Reporter: Noverius Laoli | Editor: Yudho Winarto
KONTAN.CO.ID - JAKARTA. DPR bersama Pemerintah memutuskan 50 rancangan undang-undang (RUU) masuk dalam program legislasi nasional 2018, sebanyak 44 RUU merupakan luncuran dari tahun 2017.
Menanggapi hal tersebut, Ketua Bidang Kajian dan Penelitian Hukum DPP Ikatan Advokat Indonesia (Ikadin) Rivai Kusumanegara menyesalkan tidak masuknya RUU Hukum Acara Perdata dalam Prolegnas 2018, padahal bagian dari Prolegnas tahun 2015-2019 dan Badan Pembinaan Hukum Nasional (BPHN) sendiri telah memiliki draft RUU berikut Naskah Akademiknya.
"Sejak beberapa bulan lalu kami berkoordinasi dengan BPHN mengenalkan konsep pengadilan perdata yang modern. Namun luncuran RUU 2017 terlalu banyak, jadi tidak masuk. Untuk 2019 kami ragu karena itu tahun politik", ujar Rivai dalam siaran pers kepada Kontan.co.id, Jumat (24/11).
Rivai menjelaskan pelaku usaha lebih memilih penyelesaian sengketa di BANI atau Siac (Singapura).

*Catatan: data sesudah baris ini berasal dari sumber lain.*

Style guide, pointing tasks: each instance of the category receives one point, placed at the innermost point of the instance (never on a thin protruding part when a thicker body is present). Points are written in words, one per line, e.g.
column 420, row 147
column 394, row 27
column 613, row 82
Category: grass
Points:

Itu disebabkan pengadilan perdata Indonesia tidak cepat dan lugas, bahkan masih gunakan produk hukum Hindia Belanda tahun 1847. "Jika pengadilan perdata fair, sederhana dan memiliki kepastian tentu akan mendorong iklim usaha dan investasi lebih baik", jelas Rivai.
Ikadin menawarkan konsep pengadilan perdata dengan pembatasan upaya hukum. Bagi kasus rumit hanya mengenal kasasi seperti halnya kasus kepailitan, perburuhan dan HaKI saat ini. Sedang untuk kasus sederhana selesai di tingkat banding.
Berita acara sidang dibagikan setiap sidang seperti halnya di Mahkamah Konstitusi, demikian juga semua panggilan melalui pos seperti di PTUN saat ini. Model lelang eksekusi diubah agar animo peserta tinggi.
"Diharapkan Pemerintah dan DPR melihat modernisasi pengadilan perdata sebagai stimulus pemajuan ekonomi dan investasi di tengah menurunnya kondisi ekonomi Indonesia. Bahkan jika dianggap mendesak bisa diproses dengan Perppu" tutup Rivai.